US Pharm. 2012;37(6)(Generic Drug Review suppl):40-45.
One of the most confusing markets for consumers is located at the pharmacy counter. The rise of health care costs has lawmakers and employers scrambling to find ways to provide access to care without going bankrupt. Numerous policies at different levels of government and in the private sector have further complicated this market, creating a system nearly impossible for the average person to navigate.
Basic microeconomics explains the relationship of supply and demand with the pricing of goods and services. Changes in supply and demand influence market price, and then a price change influences consumer decisions to purchase. In the case of drug pricing, there are several factors that have complicated this particular market.
Expert Influence and Inelasticity of Demand
A major factor in the drug pricing market revolves around the influence physicians and other prescribers have on demand. The process starts when patients visit their physician and receive a prescription for a medication. The prescriber decides on appropriate therapy pursuant to the diagnosis and provides a request for a pharmacist to dispense the medication. While prescribers consider cost important in decision making for their patients, they are often inconsistent or hesitant in applying that awareness in practice.1 When patients are sick, they are likely to heed the expert opinion of the physician, making the price elasticity of demand lower. In other words, price changes will have little effect on the purchasing decision of a sick patient.2 One interesting thing about the demand for health care is that when the patient is not sick the demand for “preventive care” and “prescription medications” is actually more elastic than health care in general.2 So when the price patients have to pay for their medication or other preventive measures goes up, the demand goes down much faster. The cost of doing nothing is hard to define and may not be realized for years, so even small copayment amounts on preventive treatment may be enough to deter a patient from purchasing.

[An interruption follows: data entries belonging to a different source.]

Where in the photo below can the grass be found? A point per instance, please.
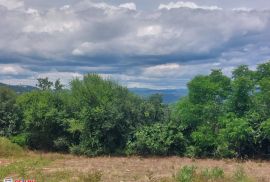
(17, 163)
(191, 174)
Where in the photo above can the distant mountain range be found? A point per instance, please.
(19, 88)
(169, 96)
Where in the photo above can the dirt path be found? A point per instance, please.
(116, 169)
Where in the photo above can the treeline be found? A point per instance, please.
(220, 117)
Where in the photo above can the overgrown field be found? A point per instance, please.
(17, 163)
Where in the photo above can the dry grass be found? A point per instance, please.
(115, 169)
(128, 169)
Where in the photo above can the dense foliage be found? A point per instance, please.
(220, 117)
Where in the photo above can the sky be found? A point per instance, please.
(156, 44)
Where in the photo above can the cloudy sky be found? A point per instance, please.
(157, 44)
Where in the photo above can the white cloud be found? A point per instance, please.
(149, 30)
(130, 6)
(242, 9)
(9, 69)
(12, 4)
(191, 5)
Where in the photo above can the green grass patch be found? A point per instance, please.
(216, 174)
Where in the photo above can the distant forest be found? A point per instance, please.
(221, 117)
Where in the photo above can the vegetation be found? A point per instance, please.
(220, 117)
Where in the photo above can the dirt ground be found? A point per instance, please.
(128, 169)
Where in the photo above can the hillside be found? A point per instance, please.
(19, 88)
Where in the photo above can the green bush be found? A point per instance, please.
(8, 149)
(213, 173)
(186, 174)
(20, 139)
(157, 139)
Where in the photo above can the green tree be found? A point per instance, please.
(44, 84)
(45, 120)
(9, 113)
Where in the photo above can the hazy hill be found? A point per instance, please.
(19, 88)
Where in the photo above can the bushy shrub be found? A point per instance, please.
(157, 139)
(8, 149)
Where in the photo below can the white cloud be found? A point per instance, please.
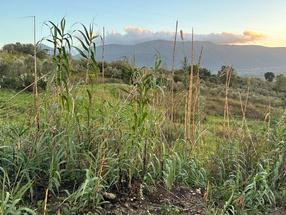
(133, 35)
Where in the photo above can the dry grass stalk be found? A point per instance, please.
(45, 202)
(197, 94)
(190, 96)
(268, 117)
(35, 86)
(243, 107)
(227, 73)
(103, 52)
(173, 72)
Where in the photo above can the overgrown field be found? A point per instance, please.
(81, 145)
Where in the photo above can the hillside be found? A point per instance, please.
(249, 60)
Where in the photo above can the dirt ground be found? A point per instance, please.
(179, 200)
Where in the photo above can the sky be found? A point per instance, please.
(258, 22)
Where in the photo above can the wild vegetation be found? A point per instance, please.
(88, 140)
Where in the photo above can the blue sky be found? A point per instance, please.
(127, 20)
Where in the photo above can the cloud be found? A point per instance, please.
(133, 35)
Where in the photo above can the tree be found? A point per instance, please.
(269, 76)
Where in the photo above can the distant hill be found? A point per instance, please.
(248, 60)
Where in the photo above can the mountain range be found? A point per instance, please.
(248, 60)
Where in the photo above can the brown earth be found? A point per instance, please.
(179, 200)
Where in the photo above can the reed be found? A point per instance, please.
(173, 72)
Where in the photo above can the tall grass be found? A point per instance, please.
(86, 147)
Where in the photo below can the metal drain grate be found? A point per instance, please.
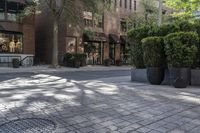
(30, 125)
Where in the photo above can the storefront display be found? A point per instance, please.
(11, 43)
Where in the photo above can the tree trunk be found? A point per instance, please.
(55, 44)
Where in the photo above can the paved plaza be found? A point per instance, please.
(95, 102)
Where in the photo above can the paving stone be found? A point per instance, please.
(110, 105)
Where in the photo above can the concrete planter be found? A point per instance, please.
(195, 77)
(139, 75)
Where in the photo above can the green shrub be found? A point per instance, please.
(107, 62)
(153, 48)
(15, 63)
(134, 37)
(186, 26)
(181, 49)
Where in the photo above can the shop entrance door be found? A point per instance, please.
(94, 53)
(112, 53)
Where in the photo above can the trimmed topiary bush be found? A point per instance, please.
(154, 59)
(15, 63)
(135, 36)
(181, 49)
(153, 51)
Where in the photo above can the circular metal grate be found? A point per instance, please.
(30, 125)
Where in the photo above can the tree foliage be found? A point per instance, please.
(184, 8)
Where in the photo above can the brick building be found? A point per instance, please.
(108, 34)
(17, 35)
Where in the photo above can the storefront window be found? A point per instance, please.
(2, 16)
(12, 16)
(11, 43)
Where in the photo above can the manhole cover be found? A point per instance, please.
(30, 125)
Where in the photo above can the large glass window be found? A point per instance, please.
(2, 16)
(123, 25)
(10, 10)
(11, 43)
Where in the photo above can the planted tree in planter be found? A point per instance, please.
(134, 37)
(181, 50)
(154, 59)
(15, 63)
(107, 62)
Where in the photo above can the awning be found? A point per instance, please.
(123, 39)
(113, 38)
(98, 37)
(17, 1)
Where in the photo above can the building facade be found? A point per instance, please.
(17, 35)
(103, 36)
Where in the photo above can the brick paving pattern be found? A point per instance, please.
(109, 105)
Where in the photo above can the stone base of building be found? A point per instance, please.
(26, 60)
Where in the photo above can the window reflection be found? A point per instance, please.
(10, 43)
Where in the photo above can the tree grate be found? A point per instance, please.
(28, 125)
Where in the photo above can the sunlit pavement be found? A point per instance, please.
(100, 105)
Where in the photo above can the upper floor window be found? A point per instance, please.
(91, 20)
(10, 10)
(11, 43)
(88, 19)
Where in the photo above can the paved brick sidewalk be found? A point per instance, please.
(46, 69)
(110, 105)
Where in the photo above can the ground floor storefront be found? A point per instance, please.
(103, 47)
(16, 43)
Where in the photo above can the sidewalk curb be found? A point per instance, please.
(59, 70)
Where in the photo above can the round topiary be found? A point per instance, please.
(153, 51)
(181, 49)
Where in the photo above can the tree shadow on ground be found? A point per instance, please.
(94, 105)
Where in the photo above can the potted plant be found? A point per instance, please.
(15, 63)
(139, 71)
(118, 62)
(181, 50)
(154, 59)
(107, 62)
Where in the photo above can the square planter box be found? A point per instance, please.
(195, 77)
(140, 75)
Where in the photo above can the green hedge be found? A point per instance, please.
(153, 48)
(181, 49)
(135, 36)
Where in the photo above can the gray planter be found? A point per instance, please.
(166, 80)
(195, 77)
(139, 75)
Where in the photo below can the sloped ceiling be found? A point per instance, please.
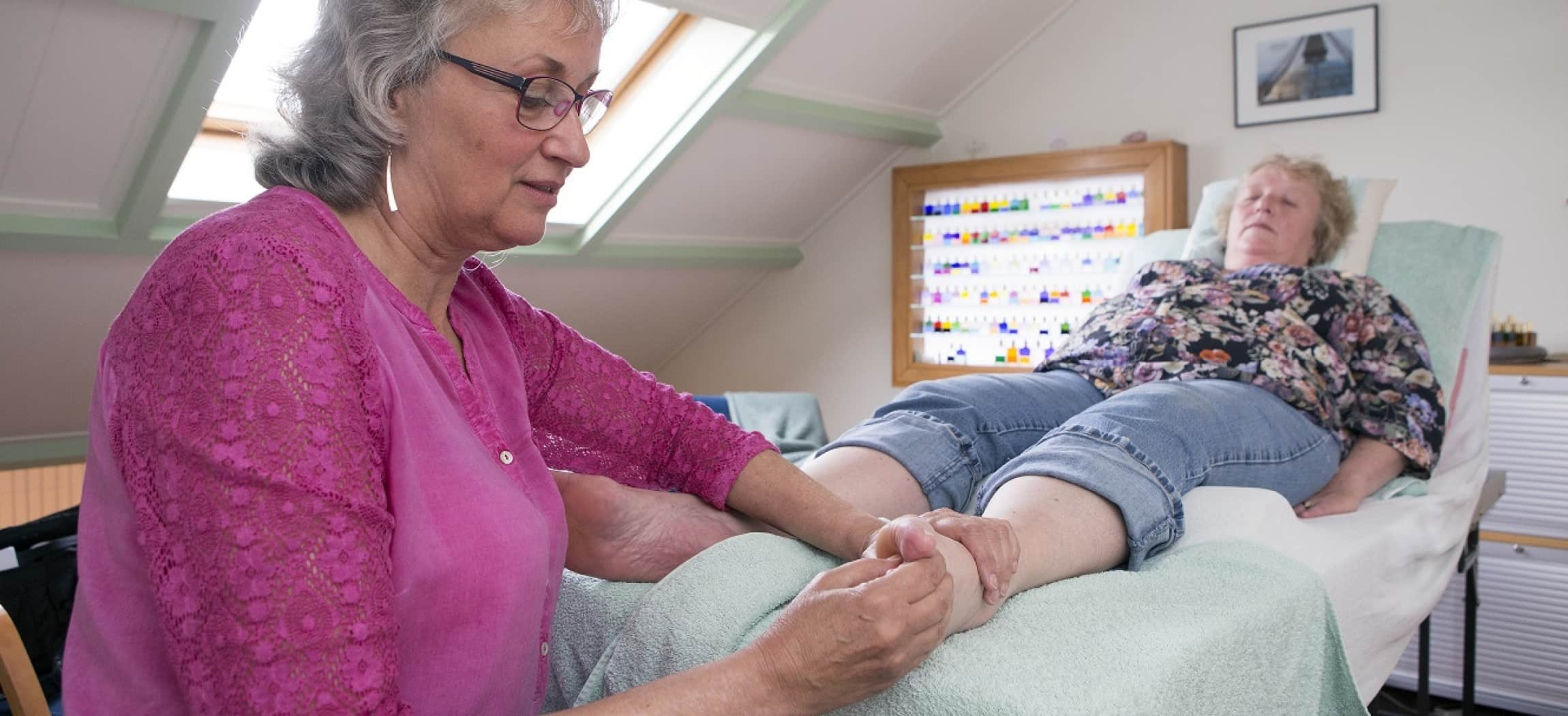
(100, 101)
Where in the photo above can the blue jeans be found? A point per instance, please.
(1142, 450)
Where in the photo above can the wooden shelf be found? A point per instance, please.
(1554, 366)
(1524, 539)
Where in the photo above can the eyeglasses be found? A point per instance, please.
(541, 101)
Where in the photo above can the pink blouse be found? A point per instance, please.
(297, 502)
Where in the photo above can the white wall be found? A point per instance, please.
(1473, 123)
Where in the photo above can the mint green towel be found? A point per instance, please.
(1217, 629)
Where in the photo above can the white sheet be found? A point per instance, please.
(1387, 565)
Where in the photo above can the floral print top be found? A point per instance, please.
(1338, 346)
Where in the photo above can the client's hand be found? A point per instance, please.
(1333, 498)
(990, 543)
(855, 630)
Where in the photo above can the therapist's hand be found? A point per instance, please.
(855, 630)
(990, 543)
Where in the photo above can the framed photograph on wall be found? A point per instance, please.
(1307, 68)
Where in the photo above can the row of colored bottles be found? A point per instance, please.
(1078, 262)
(1036, 234)
(997, 325)
(1012, 295)
(1004, 353)
(995, 204)
(1098, 196)
(1512, 333)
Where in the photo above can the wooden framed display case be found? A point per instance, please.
(996, 260)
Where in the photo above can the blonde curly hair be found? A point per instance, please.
(1336, 212)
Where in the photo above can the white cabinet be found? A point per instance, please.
(1522, 635)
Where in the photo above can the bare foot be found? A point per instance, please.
(969, 607)
(913, 538)
(633, 535)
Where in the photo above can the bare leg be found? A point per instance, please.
(871, 481)
(1062, 530)
(633, 535)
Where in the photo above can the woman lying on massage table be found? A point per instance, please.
(1258, 373)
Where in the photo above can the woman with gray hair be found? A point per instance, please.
(322, 431)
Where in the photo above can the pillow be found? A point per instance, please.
(1370, 196)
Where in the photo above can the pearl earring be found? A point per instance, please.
(391, 196)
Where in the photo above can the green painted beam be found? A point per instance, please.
(213, 46)
(665, 256)
(839, 119)
(43, 450)
(729, 83)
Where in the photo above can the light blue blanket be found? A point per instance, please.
(1219, 629)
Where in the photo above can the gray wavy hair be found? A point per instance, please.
(337, 91)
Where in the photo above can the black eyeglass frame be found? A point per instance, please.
(521, 87)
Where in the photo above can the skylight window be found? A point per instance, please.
(217, 168)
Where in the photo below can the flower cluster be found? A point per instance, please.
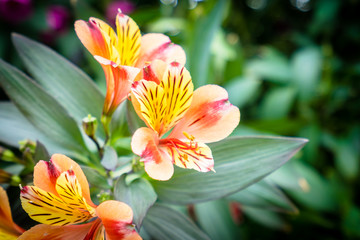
(149, 70)
(60, 200)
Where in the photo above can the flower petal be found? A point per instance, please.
(64, 163)
(118, 83)
(159, 46)
(96, 232)
(117, 219)
(7, 226)
(157, 164)
(189, 154)
(45, 207)
(5, 235)
(129, 39)
(46, 232)
(163, 105)
(91, 37)
(210, 117)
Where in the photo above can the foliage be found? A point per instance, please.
(291, 70)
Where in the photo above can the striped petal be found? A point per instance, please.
(159, 46)
(46, 174)
(117, 219)
(157, 164)
(46, 232)
(8, 229)
(189, 154)
(118, 83)
(210, 118)
(96, 232)
(68, 207)
(5, 235)
(129, 40)
(162, 105)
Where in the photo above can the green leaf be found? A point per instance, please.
(272, 66)
(239, 162)
(277, 103)
(41, 152)
(304, 184)
(15, 127)
(215, 218)
(163, 223)
(306, 68)
(133, 119)
(119, 126)
(41, 109)
(74, 90)
(242, 90)
(95, 178)
(264, 195)
(265, 217)
(203, 36)
(109, 160)
(138, 194)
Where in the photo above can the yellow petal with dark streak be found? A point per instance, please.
(47, 208)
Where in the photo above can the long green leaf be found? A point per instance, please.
(74, 90)
(139, 194)
(239, 162)
(215, 218)
(264, 195)
(41, 109)
(203, 36)
(163, 223)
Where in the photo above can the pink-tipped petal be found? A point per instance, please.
(210, 117)
(91, 37)
(7, 225)
(157, 163)
(117, 219)
(45, 175)
(159, 46)
(188, 154)
(47, 232)
(64, 163)
(118, 83)
(155, 71)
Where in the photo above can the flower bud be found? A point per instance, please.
(90, 125)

Influence of Supply and Supply Chain Markup
The abundance of pharmaceutical manufacturers makes it difficult for pharmacies to purchase drug products directly from the factory where the drug is produced. The supply of pharmaceuticals involves a chain of wholesalers that help distribute drugs to pharmacies before they reach the patient. The business model for wholesalers relies on the ability to purchase large orders of drug products from manufacturers and sell them to pharmacies at a higher price. The pharmacies benefit from not having to coordinate with all of the manufacturers, and they enjoy reduced inventory carrying costs. This supply chain dynamic has created three transaction areas of particular interest: from manufacturer to wholesaler, from wholesaler to pharmacy, and from pharmacy to patient. Each transaction within the chain allows for measurement of drug pricing, as displayed by the acronyms in TABLE 1 . Using data collected through legally required reporting, voluntary price submissions, or other calculations allows payers to estimate the cost of drugs.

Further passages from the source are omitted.